Il est imprimé en noir et blanc et constitué d'une image et d'une phrase très courte, cette dernière disposée sur deux lignes. Elle, ajoutée à une homogénéité dans la texture d'impression, nous informe qu'il s'agit du recadrage de deux éléments à l'origine cote à cote : pas de découpage apparent. Les éléments sont fortement tramés et de fines bandes verticales plus foncées sur l'image indiquent que la pièce finale a nécessité des processus de reproduction, photocopies ou images scannées, agrandies, qui ont peut-être aussi été photocopiées, scannées ou photographiées à nouveau pour faire apparaître ce type de grain particulier, cette perte de définition qui pose en même temps un filtre, un voile entre le spectateur et l'image, à la fois brut et très travaillé.

De nuit deux jeunes femmes marchent vers nous. Elles sont dans une ville. Elles ont les mains dans les poches. Leurs habits et la voiture datent la scène dans les années 80 ou une mise-en-scène de cette période. Le personnage de gauche, plus petit, regarde par terre d'un air pensif, quand celui de droite regarde sur la droite en souriant vers l'extérieur du champ. Certains reconnaîtront à gauche une actrice un peu célèbre maintenant.
Si cette photographie n'a strictement aucune valeur informative en tant que telle, on peut se poser la question de son origine. Il semble très étrange de prendre à bout portant deux personnes en train de marcher vers le photographe, sans qu'elles n'aient l'air de s'en apercevoir. Il s'agit donc, par déduction, d'une image tirée d'un film, d'une scène jouée dans une fiction.

Bien entendu j'ai fait mon enquête sur cette image. Elle vient d'un livre sur le cinéma féministe. J'ai faim, j'ai froid est en fait le titre d'un court métrage de Chantal Akerman.

Le décor extrêmement normal et nocturne qui entoure les actrices devient inquiétant, et la trame du scanner va créer de très légers barreaux sombres sur les personnages, ou plutôt entre les personnages et le spectateur.
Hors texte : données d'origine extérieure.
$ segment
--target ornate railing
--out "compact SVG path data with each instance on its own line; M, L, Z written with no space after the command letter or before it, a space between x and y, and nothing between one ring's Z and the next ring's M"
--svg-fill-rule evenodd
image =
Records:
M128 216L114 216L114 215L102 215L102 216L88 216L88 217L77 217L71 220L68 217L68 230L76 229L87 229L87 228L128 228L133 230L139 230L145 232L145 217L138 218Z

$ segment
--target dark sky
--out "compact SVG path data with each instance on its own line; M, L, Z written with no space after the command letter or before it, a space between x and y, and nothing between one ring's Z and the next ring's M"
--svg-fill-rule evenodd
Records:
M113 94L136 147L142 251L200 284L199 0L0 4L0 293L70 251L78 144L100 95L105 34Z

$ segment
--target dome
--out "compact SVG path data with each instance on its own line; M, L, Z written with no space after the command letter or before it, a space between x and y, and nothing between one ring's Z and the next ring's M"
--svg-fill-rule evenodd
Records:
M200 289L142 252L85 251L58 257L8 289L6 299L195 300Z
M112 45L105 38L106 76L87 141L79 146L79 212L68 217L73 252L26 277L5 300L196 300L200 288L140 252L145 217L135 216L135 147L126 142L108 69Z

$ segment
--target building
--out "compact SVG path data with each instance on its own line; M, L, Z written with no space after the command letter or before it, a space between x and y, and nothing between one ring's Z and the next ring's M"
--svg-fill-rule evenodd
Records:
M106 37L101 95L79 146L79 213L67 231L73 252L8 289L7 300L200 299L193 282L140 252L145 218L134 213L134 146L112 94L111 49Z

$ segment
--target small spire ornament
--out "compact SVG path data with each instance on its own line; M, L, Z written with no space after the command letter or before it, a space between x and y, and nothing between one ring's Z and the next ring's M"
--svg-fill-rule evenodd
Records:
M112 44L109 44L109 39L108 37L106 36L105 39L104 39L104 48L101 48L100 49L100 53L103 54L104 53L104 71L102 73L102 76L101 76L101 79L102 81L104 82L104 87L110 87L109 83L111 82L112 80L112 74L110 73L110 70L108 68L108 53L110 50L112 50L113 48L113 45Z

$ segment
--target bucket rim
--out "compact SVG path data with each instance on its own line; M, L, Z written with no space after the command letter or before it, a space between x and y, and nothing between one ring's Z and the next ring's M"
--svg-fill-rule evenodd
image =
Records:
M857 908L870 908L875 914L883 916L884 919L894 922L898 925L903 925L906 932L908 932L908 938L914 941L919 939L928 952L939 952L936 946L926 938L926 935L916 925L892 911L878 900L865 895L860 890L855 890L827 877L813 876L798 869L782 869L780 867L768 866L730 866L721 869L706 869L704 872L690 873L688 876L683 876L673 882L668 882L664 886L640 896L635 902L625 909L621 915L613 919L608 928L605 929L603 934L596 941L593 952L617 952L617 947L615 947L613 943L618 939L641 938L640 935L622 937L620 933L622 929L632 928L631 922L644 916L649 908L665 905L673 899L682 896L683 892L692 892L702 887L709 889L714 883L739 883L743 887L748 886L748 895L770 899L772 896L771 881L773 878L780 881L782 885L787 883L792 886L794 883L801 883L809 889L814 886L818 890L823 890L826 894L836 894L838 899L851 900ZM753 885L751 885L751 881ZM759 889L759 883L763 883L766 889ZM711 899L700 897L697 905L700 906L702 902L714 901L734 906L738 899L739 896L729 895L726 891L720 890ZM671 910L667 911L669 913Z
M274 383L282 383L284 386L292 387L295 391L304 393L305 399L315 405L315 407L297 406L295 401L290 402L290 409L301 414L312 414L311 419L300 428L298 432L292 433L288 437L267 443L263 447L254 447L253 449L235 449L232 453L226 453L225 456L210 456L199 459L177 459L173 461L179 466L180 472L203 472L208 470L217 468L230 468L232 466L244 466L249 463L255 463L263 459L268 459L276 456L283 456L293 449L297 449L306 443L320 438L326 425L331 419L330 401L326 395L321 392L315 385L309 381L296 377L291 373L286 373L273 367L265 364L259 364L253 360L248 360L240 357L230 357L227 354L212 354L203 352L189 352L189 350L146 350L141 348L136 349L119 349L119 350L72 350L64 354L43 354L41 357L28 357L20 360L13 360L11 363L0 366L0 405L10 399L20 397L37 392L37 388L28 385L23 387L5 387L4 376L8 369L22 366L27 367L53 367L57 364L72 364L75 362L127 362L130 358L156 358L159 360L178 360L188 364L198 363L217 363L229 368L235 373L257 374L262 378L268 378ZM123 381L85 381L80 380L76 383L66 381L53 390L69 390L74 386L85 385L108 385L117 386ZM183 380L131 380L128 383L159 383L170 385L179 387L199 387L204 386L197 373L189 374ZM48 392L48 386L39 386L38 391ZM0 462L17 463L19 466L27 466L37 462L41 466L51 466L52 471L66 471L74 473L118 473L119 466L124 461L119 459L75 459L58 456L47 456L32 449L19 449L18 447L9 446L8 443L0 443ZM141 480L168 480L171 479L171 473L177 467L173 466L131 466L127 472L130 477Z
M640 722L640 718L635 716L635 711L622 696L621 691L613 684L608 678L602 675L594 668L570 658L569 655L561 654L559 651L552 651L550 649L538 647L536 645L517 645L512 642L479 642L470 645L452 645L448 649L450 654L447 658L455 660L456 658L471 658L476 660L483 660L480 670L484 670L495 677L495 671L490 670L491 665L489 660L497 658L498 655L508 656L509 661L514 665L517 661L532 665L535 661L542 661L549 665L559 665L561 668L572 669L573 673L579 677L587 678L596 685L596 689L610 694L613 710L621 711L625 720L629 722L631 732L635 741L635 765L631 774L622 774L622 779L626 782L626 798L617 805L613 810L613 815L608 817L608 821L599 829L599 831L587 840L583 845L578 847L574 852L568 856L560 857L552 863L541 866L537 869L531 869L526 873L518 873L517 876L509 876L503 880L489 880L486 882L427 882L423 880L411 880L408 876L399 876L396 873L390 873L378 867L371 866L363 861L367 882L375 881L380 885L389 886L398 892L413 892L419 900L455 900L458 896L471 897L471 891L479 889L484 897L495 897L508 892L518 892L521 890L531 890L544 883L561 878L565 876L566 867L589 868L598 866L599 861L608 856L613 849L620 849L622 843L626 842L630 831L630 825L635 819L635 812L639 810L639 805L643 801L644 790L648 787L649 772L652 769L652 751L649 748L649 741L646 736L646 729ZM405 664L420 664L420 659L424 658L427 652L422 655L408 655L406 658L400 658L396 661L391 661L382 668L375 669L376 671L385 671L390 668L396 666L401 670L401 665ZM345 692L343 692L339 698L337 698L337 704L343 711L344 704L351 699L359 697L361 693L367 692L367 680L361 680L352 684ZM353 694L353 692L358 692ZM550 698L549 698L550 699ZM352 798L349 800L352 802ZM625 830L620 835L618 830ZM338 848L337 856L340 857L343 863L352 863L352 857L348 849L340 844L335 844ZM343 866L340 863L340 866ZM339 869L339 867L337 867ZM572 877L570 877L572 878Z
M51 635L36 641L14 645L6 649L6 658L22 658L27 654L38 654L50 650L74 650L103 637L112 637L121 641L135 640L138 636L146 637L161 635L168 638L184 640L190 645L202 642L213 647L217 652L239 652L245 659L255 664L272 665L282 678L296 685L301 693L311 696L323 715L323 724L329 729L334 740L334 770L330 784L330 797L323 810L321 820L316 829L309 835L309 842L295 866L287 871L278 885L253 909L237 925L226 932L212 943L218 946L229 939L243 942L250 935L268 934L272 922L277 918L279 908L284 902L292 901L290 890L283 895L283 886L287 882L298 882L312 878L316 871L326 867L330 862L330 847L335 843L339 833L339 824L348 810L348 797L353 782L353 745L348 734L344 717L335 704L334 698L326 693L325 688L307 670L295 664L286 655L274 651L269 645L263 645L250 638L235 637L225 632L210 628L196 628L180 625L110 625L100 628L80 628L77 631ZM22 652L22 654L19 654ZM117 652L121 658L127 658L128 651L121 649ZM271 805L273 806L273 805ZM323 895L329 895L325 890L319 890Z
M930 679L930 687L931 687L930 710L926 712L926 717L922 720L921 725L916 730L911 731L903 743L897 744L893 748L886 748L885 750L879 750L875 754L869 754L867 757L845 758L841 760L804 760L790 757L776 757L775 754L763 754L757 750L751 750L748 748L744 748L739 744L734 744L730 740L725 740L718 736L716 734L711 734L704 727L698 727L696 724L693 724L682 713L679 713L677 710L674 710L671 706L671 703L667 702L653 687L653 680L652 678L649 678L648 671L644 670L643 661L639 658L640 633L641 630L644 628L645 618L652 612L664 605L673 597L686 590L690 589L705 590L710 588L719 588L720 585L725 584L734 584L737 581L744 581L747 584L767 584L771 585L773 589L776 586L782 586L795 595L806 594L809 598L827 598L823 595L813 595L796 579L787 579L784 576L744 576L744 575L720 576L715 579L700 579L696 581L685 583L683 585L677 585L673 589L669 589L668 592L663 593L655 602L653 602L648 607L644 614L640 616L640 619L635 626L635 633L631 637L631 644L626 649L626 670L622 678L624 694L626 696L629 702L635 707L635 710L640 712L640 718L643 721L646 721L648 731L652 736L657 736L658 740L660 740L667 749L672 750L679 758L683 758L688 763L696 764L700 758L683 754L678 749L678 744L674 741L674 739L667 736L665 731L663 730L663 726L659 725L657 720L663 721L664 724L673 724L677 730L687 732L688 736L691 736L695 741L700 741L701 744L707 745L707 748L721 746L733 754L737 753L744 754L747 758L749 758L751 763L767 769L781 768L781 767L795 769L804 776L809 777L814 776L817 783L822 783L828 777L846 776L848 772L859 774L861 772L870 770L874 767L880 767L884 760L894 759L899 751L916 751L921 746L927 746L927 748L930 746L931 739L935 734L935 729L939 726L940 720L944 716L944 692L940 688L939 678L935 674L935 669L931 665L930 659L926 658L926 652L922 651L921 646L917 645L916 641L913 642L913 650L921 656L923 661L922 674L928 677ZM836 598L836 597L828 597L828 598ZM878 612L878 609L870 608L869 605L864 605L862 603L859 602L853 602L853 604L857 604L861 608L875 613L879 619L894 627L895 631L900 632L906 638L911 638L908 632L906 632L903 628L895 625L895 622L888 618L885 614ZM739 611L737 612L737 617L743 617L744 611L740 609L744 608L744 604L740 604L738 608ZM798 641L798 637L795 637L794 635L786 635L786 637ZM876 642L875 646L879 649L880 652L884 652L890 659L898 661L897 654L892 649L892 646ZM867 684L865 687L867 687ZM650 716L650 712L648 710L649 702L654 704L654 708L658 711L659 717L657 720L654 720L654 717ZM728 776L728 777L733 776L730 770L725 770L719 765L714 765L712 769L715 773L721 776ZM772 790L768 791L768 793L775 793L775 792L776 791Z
La photocopie, accentuant la lumière artificielle, va faire émerger de l'obscurité les visages des protagonistes, les faire rayonner.
Mais surtout le texte est un appel de détresse qui se heurte au sourire d'un des personnages, tout comme il est absorbé dans l'air rêveur du deuxième. Texte et image viennent se confronter et se compléter, donnant un caractère de slogan, de titre, de légende, de notice aux mots. Plus simplement la phrase apparaît comme dans une sorte de bulle qui, en bande-dessinée, contient les pensées dissimulées des protagonistes, dont font peut-être partie le spectateur ou l'artiste.
Le naturel des actrices crée encore de l'étrangeté. Les différents niveaux d'existence de l'image (scénarisée, jouée, filmée, capturée et gelée, reproduite à titre documentaire puis reproduite à nouveau, agrandie, déplacée pour changer de statut et devenir un multiple d'artiste) forcent un regard décalé, impossible à focaliser. Pourtant le spectateur est ici complice et/ou voyeur.

J'ai faim, j'ai froid prend vite un caractère militant par ce qu'il montre avec modestie. Portrait de femmes, actrices, pris sur le vif dans un espace public factice, hors-champ des lignes de regards, élément sorti du contexte du tournage, d'une trame narrative, appel cru de détresse énonçant des besoins fondamentaux, solidarité, démultiplication mécanique, dissémination commerciale sans ambition, raretés, exposition poussée vers les espaces privés, montrent seulement la complexité de l'empathie et du secret.